Traversée hallucinée
Dans la lignée des disques fleuves dont le groupe – encore plus depuis sa renaissance en 2010 – s’est fait une spécialité, il s’étend sur deux heures, divisées en onze plages. L’avant-dernière, The Beggar Lover (There), dure près de quarante-cinq minutes – un album en soi ! Authentique symphonie électrique à forte résonance gothique, comportant de rares (mais marquantes) contributions vocales, elle constitue l’une des expériences les plus intenses de toute la discographie de Swans : une fantastique traversée hallucinée, tantôt méditative tantôt convulsive, balafrée de sons étranges et tendue dans les ténèbres vers une lumière incandescente. À l’aune d’une pareille merveille, qui ridiculise instantanément les trois quarts de la production musicale actuelle (en ne comptant pas large), le reste de l’album peut forcément sembler un peu pâle, par moments même presque convenu. Ainsi, Unforming et Ebbing, deux ballades (trop) languissantes, peinent à accrocher l’oreille.
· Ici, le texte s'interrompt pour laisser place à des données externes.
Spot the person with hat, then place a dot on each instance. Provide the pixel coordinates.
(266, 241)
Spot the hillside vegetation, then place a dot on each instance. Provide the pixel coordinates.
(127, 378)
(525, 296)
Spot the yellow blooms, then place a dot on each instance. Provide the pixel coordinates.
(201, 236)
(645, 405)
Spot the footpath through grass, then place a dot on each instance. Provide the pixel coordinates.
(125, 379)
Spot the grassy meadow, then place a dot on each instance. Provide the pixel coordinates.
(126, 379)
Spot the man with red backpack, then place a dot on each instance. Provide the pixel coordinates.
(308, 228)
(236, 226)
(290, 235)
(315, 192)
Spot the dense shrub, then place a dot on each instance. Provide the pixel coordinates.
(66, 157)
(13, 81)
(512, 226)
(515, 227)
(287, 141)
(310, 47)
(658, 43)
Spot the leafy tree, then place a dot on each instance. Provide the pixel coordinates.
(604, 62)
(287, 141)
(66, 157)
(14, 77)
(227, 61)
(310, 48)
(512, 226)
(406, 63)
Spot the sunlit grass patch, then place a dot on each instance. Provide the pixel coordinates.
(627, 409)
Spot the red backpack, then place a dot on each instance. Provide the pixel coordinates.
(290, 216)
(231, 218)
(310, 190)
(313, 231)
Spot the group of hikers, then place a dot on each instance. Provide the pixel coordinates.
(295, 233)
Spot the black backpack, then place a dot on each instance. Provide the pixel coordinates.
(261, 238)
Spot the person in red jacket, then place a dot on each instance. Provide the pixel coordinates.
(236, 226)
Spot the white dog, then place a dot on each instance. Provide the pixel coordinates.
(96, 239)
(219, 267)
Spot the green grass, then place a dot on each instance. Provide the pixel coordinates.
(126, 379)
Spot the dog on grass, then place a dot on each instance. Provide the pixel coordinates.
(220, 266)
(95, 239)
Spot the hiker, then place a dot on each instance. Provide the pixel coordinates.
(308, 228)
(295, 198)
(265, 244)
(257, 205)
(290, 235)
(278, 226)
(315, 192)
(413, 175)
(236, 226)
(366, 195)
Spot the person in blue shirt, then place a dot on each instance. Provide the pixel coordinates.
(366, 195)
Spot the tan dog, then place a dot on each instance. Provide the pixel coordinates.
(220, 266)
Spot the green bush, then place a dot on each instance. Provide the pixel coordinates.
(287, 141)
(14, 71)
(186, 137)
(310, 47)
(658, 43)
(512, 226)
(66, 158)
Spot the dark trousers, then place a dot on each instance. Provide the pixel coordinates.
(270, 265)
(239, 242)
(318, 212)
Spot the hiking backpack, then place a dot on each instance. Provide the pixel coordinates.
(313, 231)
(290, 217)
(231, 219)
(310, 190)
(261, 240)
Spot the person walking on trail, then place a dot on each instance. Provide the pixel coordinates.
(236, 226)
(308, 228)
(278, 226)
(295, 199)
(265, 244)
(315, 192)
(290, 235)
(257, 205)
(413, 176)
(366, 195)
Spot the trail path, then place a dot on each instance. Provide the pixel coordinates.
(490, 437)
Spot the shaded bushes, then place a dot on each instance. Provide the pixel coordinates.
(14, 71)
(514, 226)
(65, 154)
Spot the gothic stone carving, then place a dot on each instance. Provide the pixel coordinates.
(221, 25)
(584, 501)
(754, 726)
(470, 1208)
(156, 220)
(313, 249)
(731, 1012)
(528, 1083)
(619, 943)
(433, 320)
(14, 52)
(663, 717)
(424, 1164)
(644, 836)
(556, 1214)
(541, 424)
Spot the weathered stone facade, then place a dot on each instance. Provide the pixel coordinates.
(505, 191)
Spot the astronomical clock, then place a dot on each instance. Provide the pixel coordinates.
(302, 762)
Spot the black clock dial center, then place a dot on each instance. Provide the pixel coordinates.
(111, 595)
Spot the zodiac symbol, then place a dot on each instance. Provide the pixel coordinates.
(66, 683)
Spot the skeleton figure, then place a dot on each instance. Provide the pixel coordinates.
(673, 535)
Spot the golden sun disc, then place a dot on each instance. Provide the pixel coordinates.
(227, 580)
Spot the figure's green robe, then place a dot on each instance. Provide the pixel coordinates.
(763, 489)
Ceci dit, en délivrant principalement un majestueux rock crépusculaire souvent proche de Nick Cave & the Bad Seeds, le groupe resplendit au maximum de son (obscur) éclat la plupart du temps – en particulier sur The Parasite, Paradise Is Mine, The Beggar, Why Can’t I Have What I Want Any Time That I Want? et The Memorious, cinq ensorcelantes longues complaintes (entre sept et dix minutes), portées par le chant abyssal de Michael Gira, qui sonnent comme de véhémentes incantations conjurant la mort et déchirant la nuit.
The Beggar (Mute/PIAS). Sortie le 23 juin.